Книгопродавцы начинают профессионализироваться в середине XVIII в. Даже в начале 1810?х годов более чем в трети губерний книготорговые точки вообще отсутствовали. Здесь потребность в книге удовлетворяли временные книжные лавки, открываемые во время ярмарок. Определенную роль играла высылка книг по почте и разносная торговля.

К середине 1820?х годов объем читательской аудитории вырос примерно до 50 тыс. человек. На первое место в литературе выходит толстый журнал. Произведение, не прошедшее журнальную публикацию или по крайней мере не отрецензированное в нескольких журналах, не становилось литературным фактом. В периодических изданиях начинают регулярно платить четко установленный гонорар. Появляются профессиональные литераторы, прежде всего – редакторы и сотрудники редакций периодических изданий, некоторые переводчики, а также авторы лубочных книг.

Возникает «регулярная» литературная критика. Основные толстые журналы имели богатый рецензионный отдел, в котором находила отражение большая часть книжного потока. С 1840–1850?х годов критика вообще начинает играть определяющую роль в русской литературе.

Начинают разделяться роли книгоиздателя и книгопродавца. Появляются общедоступные библиотеки, хотя в 1856 г. их было 49 на всю Россию, при числе читателей порядка 10–15 тыс. (с. 24).

Наконец, с конца 1830?х годов русская литература была введена в курс школьного преподавания. Большая часть педагогов-словесников была молодыми людьми, критически настроенными к существующему образу жизни и к романтической литературе; они были поклонниками Белинского и с энтузиазмом прививали учащимся любовь к отечественной литературе. «В определенном смысле можно сказать, что русскую литературу создали гимназические преподаватели» (с. 24).

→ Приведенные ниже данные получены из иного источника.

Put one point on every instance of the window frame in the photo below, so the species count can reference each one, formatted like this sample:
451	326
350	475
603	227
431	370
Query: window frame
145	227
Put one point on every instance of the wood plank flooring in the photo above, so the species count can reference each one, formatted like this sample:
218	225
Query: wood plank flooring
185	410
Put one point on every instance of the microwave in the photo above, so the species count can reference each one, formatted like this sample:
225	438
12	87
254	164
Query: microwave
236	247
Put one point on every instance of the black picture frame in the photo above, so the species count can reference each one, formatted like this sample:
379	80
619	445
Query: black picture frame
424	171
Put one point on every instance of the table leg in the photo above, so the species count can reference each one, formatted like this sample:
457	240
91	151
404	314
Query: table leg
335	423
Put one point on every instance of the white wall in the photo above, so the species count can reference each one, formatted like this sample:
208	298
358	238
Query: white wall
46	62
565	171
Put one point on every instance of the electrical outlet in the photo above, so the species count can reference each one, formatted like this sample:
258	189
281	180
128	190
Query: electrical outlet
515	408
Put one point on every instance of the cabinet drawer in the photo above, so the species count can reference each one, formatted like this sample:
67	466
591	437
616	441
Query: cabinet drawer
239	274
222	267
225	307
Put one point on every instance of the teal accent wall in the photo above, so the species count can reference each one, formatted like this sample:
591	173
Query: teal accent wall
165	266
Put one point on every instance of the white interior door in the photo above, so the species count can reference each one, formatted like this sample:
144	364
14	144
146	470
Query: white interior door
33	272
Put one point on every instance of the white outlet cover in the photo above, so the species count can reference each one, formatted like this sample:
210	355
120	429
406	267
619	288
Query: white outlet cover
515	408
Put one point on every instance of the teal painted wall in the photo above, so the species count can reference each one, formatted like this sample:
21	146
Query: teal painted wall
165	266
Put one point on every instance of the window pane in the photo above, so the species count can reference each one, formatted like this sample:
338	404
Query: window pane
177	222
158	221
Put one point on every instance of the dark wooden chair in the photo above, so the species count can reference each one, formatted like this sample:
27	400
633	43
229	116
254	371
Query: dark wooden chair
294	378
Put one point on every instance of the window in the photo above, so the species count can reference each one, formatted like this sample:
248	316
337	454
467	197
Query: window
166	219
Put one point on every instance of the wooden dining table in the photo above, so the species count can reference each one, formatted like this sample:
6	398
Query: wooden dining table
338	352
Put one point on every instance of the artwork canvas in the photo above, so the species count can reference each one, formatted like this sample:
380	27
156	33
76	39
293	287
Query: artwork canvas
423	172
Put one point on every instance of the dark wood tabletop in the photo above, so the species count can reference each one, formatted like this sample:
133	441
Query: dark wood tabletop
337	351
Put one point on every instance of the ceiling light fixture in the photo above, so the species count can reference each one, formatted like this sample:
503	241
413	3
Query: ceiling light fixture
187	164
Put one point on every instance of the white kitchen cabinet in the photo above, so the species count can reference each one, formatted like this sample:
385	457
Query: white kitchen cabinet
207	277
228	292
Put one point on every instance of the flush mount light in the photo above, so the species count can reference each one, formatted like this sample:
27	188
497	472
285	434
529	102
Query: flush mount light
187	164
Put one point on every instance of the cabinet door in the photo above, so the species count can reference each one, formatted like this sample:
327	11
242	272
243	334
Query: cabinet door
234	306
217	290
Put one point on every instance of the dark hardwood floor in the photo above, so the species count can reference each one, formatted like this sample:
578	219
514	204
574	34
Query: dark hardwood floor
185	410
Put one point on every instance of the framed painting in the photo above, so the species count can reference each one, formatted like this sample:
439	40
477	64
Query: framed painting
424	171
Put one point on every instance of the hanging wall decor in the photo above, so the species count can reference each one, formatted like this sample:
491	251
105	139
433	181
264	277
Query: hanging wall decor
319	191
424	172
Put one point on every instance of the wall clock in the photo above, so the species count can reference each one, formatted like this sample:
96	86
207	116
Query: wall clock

В пореформенный период важную роль в приобщении крестьян к чтению сыграло открытие для них школ разных типов, прежде всего земских. Среди грамотных крестьян вначале преобладали любители религиозной литературы. Лишь в 1870–1880?е годы светская литература начинает достаточно широко входить в круг их чтения.

В 1855 г. на русском языке выходило 139 периодических изданий, а число литераторов составляло ок. 300; в 1880 г. – соответственно 483 издания и ок. 700 человек (с. 27). Интенсивно идет процесс профессионализации литературы. Растет профессиональное сознание литераторов. Литературный труд считается уже престижным занятием.

Основной формой организации литературной жизни оставался толстый журнал, хотя в 1870?е годы с ним начинает конкурировать газета. Тираж толстого журнала составлял 3–5 тыс. экз., тонкого – до 50 тыс., газеты – до 25 тыс., в то время как обычный тираж книги вплоть до 1880?х годов составлял 1200 экз. В последней трети XIX в. получили распространение тонкие иллюстрированные еженедельники. Их суммарный тираж увеличился со 100 тыс. экз. в конце 1870?х годов до полумиллиона в 1900 г. (с. 27). Периодика позволяла издателю получить деньги в кредит за счет подписки, обеспечить сбыт и доставку своих изданий, избежать риска, связанного с публикацией произведений конкретных авторов.